M. W. : Honnêtement, je doute que Donald Trump comprenne réellement ce qu’est la crypto. Beaucoup de ses commentaires ne sont pas sérieux. Quand il déclare : « Nous allons créer un tas de Bitcoins et rembourser la dette nationale avec », à mon sens, il pense simplement que c'est de l'argent informatique. Quant à Kamala Harris, ce n’est que récemment qu’elle a commencé à s’exprimer sur le sujet. Il est donc difficile de dire dans quelle mesure elle comprend les problèmes spécifiques aux cryptomonnaies. Il semble qu'elle commence à réfléchir à une position politique à l'égard de la réglementation des technologies, d'une manière générale.

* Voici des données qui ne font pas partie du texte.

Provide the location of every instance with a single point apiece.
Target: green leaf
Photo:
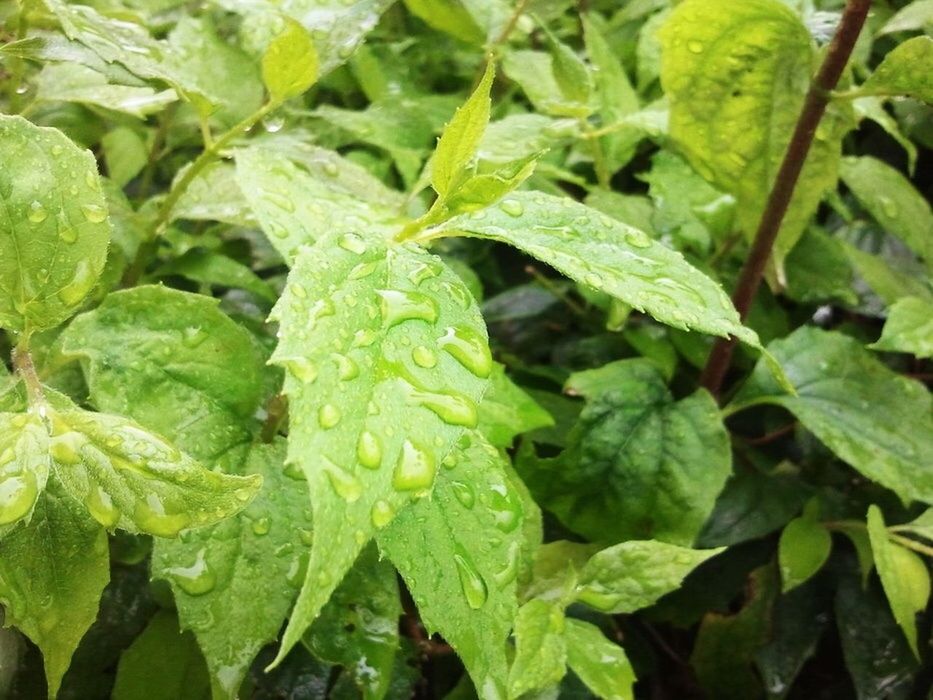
(893, 201)
(600, 664)
(507, 411)
(460, 552)
(607, 255)
(161, 664)
(905, 71)
(457, 146)
(54, 236)
(802, 550)
(736, 76)
(876, 654)
(726, 646)
(540, 647)
(217, 572)
(290, 63)
(358, 628)
(903, 574)
(131, 479)
(298, 201)
(614, 92)
(909, 328)
(24, 466)
(687, 208)
(386, 358)
(52, 573)
(874, 419)
(633, 575)
(72, 82)
(640, 465)
(163, 357)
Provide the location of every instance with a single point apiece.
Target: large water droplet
(415, 468)
(398, 306)
(196, 579)
(369, 450)
(18, 493)
(505, 508)
(469, 348)
(474, 588)
(328, 416)
(151, 517)
(382, 514)
(37, 213)
(94, 213)
(345, 484)
(451, 408)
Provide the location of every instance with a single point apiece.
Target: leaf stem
(818, 96)
(180, 186)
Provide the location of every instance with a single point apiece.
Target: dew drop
(94, 213)
(398, 306)
(474, 588)
(469, 348)
(415, 468)
(37, 213)
(464, 493)
(369, 450)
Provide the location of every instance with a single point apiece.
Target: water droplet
(94, 213)
(345, 484)
(424, 357)
(505, 508)
(18, 493)
(469, 348)
(151, 517)
(82, 283)
(398, 306)
(369, 450)
(415, 468)
(196, 579)
(512, 207)
(464, 493)
(474, 588)
(347, 369)
(382, 514)
(451, 408)
(37, 213)
(301, 368)
(328, 416)
(100, 506)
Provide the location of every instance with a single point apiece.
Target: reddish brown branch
(837, 56)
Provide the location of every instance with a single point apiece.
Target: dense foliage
(353, 348)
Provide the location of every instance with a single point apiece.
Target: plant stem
(180, 186)
(818, 96)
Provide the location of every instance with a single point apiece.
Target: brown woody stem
(818, 96)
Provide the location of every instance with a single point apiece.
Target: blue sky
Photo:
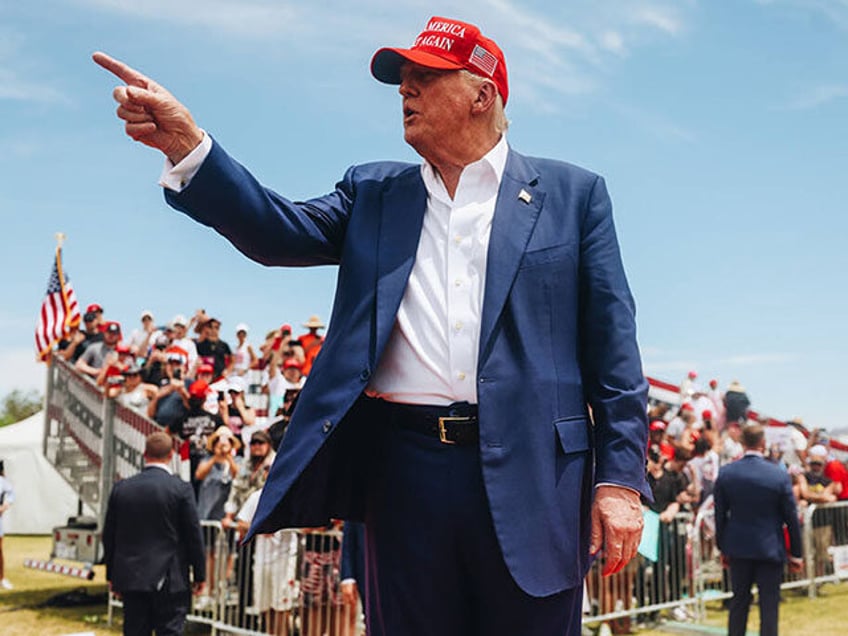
(720, 127)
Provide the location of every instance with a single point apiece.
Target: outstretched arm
(153, 116)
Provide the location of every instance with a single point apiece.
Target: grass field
(23, 613)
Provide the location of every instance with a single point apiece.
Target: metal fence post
(107, 454)
(809, 550)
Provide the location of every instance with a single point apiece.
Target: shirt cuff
(177, 177)
(604, 483)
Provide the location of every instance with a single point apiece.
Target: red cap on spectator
(198, 388)
(111, 327)
(176, 353)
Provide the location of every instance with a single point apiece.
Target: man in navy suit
(152, 544)
(753, 502)
(479, 400)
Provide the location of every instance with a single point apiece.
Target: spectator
(311, 342)
(179, 328)
(816, 488)
(195, 427)
(245, 356)
(211, 349)
(731, 445)
(736, 403)
(156, 361)
(251, 476)
(170, 404)
(142, 339)
(95, 355)
(135, 394)
(666, 487)
(216, 472)
(7, 497)
(239, 416)
(78, 340)
(97, 310)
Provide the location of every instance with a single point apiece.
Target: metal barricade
(90, 439)
(284, 583)
(825, 535)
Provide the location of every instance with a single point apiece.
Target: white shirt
(431, 356)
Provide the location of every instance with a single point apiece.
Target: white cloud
(566, 50)
(818, 96)
(19, 370)
(755, 359)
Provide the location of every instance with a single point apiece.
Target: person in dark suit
(153, 545)
(481, 312)
(753, 503)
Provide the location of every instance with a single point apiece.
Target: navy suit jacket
(557, 334)
(753, 501)
(151, 534)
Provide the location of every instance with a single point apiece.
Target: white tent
(42, 498)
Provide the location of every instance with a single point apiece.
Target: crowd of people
(188, 379)
(688, 446)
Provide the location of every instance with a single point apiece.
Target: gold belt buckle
(443, 431)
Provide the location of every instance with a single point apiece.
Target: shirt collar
(493, 162)
(164, 467)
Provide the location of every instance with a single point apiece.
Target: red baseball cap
(198, 388)
(446, 44)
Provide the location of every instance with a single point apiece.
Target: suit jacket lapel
(402, 215)
(516, 211)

Mais à la fin, vous savez, aucun des deux présidents ne fait campagne sur la réglementation des technologies.
Au-delà des cryptos, comment voyez-vous les Big Tech en général influencer les discours politiques lors des élections américaines de 2024 ?

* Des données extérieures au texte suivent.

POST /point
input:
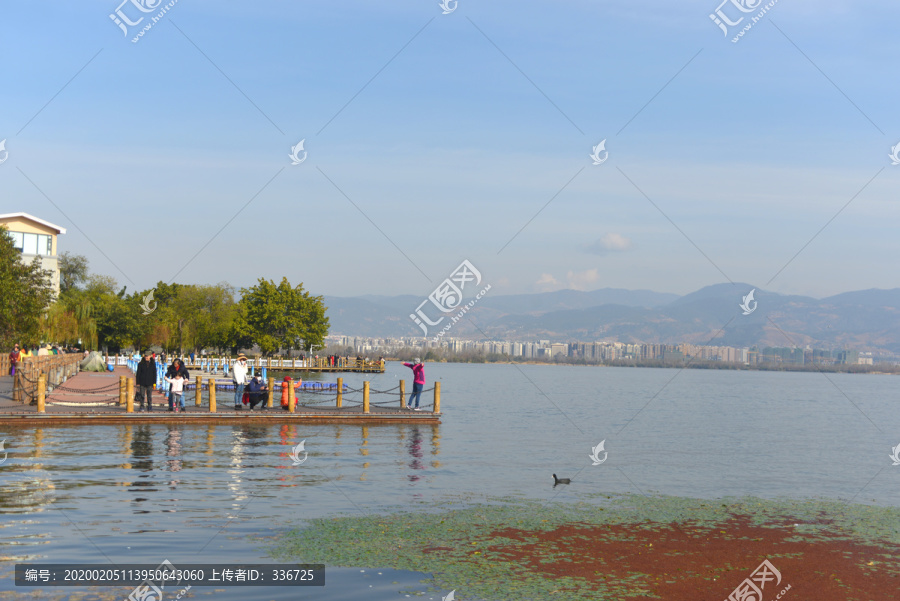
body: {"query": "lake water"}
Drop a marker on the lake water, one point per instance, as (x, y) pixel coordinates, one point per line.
(142, 494)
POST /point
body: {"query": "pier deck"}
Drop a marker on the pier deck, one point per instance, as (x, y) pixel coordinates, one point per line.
(92, 398)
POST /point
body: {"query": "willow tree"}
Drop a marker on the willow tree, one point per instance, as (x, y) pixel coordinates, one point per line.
(25, 295)
(279, 317)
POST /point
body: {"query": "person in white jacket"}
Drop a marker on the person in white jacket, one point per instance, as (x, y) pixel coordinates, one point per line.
(239, 377)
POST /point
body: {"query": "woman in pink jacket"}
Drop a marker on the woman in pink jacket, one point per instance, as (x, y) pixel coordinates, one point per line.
(418, 382)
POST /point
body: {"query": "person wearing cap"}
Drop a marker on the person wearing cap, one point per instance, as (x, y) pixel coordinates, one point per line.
(145, 378)
(239, 377)
(418, 382)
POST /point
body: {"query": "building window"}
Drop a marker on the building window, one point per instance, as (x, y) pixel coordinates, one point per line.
(33, 244)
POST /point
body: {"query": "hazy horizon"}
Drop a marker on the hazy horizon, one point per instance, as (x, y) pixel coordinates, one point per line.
(430, 138)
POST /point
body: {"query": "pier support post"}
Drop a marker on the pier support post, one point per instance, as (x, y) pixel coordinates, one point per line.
(42, 391)
(17, 384)
(129, 395)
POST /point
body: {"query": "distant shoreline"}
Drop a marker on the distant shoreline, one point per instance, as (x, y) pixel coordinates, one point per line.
(850, 369)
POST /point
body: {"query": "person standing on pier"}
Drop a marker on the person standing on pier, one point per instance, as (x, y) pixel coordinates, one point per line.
(13, 359)
(418, 382)
(176, 392)
(257, 388)
(145, 379)
(177, 368)
(239, 377)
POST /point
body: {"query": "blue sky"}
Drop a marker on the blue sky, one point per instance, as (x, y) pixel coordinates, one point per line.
(447, 150)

M. W. : Aux États-Unis, le monde de la Tech était autrefois assez progressiste ou, du moins, de tendance démocrate, notamment dans la Silicon Valley. Mais entre 2020 et 2024, une bascule s’est opérée. Le retour de bâton est très perceptible : les dirigeants de ces entreprises technologiques ont pris leurs distances par rapport à leurs postures antérieures. Ils réduisent drastiquement les initiatives en faveur de la diversité qu'ils défendaient auparavant. Ils soutiennent ouvertement les candidats républicains, y compris Trump. On parle de personnages comme Elon Musk, mais aussi de Mark Zuckerberg, qui a pu parler de façon relativement positive de Trump. Ces ultra-riches adoptent des politiques très réactionnaires alors qu'ils étaient peut-être plus discrets à ce sujet par le passé. Mais je crois aussi que leurs convictions ont fondamentalement évolué. Ils suivent les traces de patrons comme Balaji Srinivasan (PDG de Coinbase) ou de David Sachs et Peter Thiel (anciens de Paypal), qui, dans une certaine mesure, ont toujours été plus à droite que les autres. Ces derniers ont sans doute contribué à tirer beaucoup d'autres vers une posture réactionnaire, d'une manière encore jamais vue auparavant.